GBP Une livre sterling en perte de vitesse. Rien qu’en juillet, le GBP/USD a chuté de plus de 3 %, passant sous sa moyenne mobile à 100 jours pour la première fois depuis fin février, atteignant ainsi un creux de deux mois. Cette baisse reflète celle de l’EUR/USD, dans un contexte de rebond du billet vert soutenu par la vigueur de la croissance américaine, la hausse des rendements obligataires et l’optimisme commercial. Cependant, la livre a profité de la faiblesse de l’euro, gagnant 1,3 % cette semaine contre la monnaie unique. À l’avenir, si la volatilité du marché mondial reste contenue, le GBP/EUR pourrait continuer de gagner du terrain. Dans cet environnement, le rendement plus élevé de la livre pourrait susciter un regain d’intérêt, notamment face à l’euro. D’un point de vue technique, la clôture au-dessus de la moyenne mobile à 21 jours constitue un point d’inflexion, signalant un changement de dynamique de baissière à haussière. Le seuil de 1,16 € apparaît désormais comme une cible potentielle de consolidation, avec un support clé autour de 1,1550 €, correspondant à la moyenne mobile à 21 jours. Le maintien de ce support serait crucial pour envisager des gains supplémentaires vers les 1,16 €. Un test majeur se profile néanmoins pour la livre : la prochaine réunion de la Banque d’Angleterre. Une baisse de taux semble déjà intégrée par les marchés, mais un message trop accommodant pourrait réduire l’attrait de la livre en tant qu’actif à rendement élevé.

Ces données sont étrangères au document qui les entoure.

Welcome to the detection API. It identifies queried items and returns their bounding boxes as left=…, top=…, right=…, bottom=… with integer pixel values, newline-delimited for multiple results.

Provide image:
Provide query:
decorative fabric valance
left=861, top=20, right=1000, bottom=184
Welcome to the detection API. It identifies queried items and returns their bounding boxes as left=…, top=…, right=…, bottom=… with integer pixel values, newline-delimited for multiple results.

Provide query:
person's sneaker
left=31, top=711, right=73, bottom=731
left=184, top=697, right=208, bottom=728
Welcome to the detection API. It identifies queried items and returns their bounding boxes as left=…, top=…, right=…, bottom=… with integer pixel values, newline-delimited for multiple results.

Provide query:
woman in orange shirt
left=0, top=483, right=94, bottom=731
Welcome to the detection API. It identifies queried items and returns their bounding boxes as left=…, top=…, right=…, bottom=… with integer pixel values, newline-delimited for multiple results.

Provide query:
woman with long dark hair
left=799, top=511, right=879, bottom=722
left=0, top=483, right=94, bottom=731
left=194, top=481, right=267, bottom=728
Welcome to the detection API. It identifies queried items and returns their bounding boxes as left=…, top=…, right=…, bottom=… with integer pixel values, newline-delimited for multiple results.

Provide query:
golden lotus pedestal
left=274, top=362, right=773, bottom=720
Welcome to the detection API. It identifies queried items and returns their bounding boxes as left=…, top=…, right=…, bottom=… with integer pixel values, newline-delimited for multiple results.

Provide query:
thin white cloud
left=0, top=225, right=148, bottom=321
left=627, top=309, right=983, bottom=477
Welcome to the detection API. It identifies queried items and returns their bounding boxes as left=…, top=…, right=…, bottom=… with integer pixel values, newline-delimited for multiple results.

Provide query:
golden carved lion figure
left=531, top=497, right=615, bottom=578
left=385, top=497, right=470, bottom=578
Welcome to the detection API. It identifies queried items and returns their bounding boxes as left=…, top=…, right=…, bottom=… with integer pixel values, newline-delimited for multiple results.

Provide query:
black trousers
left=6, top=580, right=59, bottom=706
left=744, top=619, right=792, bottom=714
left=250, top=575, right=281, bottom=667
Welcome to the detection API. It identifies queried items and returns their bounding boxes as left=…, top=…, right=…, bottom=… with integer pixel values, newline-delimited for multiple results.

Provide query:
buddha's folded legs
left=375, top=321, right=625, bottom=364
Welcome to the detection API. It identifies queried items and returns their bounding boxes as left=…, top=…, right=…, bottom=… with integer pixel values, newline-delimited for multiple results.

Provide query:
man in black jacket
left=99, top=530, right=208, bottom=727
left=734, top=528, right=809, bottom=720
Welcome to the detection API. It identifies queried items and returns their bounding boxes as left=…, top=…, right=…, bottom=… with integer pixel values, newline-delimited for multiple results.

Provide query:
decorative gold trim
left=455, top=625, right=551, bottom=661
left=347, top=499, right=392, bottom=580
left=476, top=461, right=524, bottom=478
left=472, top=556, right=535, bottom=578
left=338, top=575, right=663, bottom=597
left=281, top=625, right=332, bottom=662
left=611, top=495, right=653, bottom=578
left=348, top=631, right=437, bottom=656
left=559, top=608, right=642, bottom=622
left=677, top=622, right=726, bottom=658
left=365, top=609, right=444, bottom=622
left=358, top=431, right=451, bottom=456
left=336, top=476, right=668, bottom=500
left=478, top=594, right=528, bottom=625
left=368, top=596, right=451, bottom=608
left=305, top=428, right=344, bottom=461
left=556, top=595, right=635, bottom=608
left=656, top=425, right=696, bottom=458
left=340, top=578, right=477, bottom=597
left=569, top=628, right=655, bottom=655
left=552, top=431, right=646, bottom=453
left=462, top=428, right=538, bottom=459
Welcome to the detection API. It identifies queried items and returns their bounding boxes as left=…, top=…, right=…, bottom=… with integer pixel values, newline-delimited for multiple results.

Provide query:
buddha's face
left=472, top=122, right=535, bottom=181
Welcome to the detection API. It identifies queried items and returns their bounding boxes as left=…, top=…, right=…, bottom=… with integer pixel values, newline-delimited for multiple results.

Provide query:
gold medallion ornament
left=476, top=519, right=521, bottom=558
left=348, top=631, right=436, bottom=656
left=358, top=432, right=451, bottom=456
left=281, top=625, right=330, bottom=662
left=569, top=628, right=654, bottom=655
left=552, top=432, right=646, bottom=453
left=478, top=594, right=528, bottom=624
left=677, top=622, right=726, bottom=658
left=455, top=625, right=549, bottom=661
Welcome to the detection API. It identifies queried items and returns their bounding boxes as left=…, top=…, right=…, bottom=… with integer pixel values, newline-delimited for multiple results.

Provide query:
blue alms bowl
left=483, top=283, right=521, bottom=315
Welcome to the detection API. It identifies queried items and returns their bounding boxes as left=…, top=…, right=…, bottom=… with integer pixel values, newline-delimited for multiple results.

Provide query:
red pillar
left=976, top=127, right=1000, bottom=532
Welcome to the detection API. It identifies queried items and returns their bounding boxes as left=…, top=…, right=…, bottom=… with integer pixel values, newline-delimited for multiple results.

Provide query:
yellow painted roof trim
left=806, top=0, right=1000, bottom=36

CHF Le vent tourne. Le franc suisse a enregistré sa plus forte baisse hebdomadaire face au dollar depuis juin 2022, reculant de 2,3 %, avec une clôture au-dessus de sa moyenne mobile à 50 jours (une première depuis début février), renforçant un sentiment haussier à court terme en faveur du dollar. Ce dernier bénéficie d’un regain d’optimisme commercial, ce qui affaiblit l’intérêt pour les devises défensives. Mais le franc est également sous pression, la Suisse étant frappée d’un taux de droits de douane de 39 %. L’appétit mondial pour le risque reste élevé et la volatilité des différentes classes d’actifs demeure modérée, des conditions qui freinent généralement la demande de valeurs refuges comme le franc. Face à l’euro, le CHF reste néanmoins à l’état de consolidation. Malgré plusieurs tentatives, la paire n’a pas réussi à s’élever au-dessus des niveaux de résistance de sa moyenne mobile sur 21 et 50 semaines et a retrouvé son niveau de 0,9300, qui a servi de support solide au cours du dernier trimestre. Cette zone reste cruciale, et toute dérive à la baisse pourrait attirer l’attention de la Banque nationale suisse et inciter celle-ci à intervenir.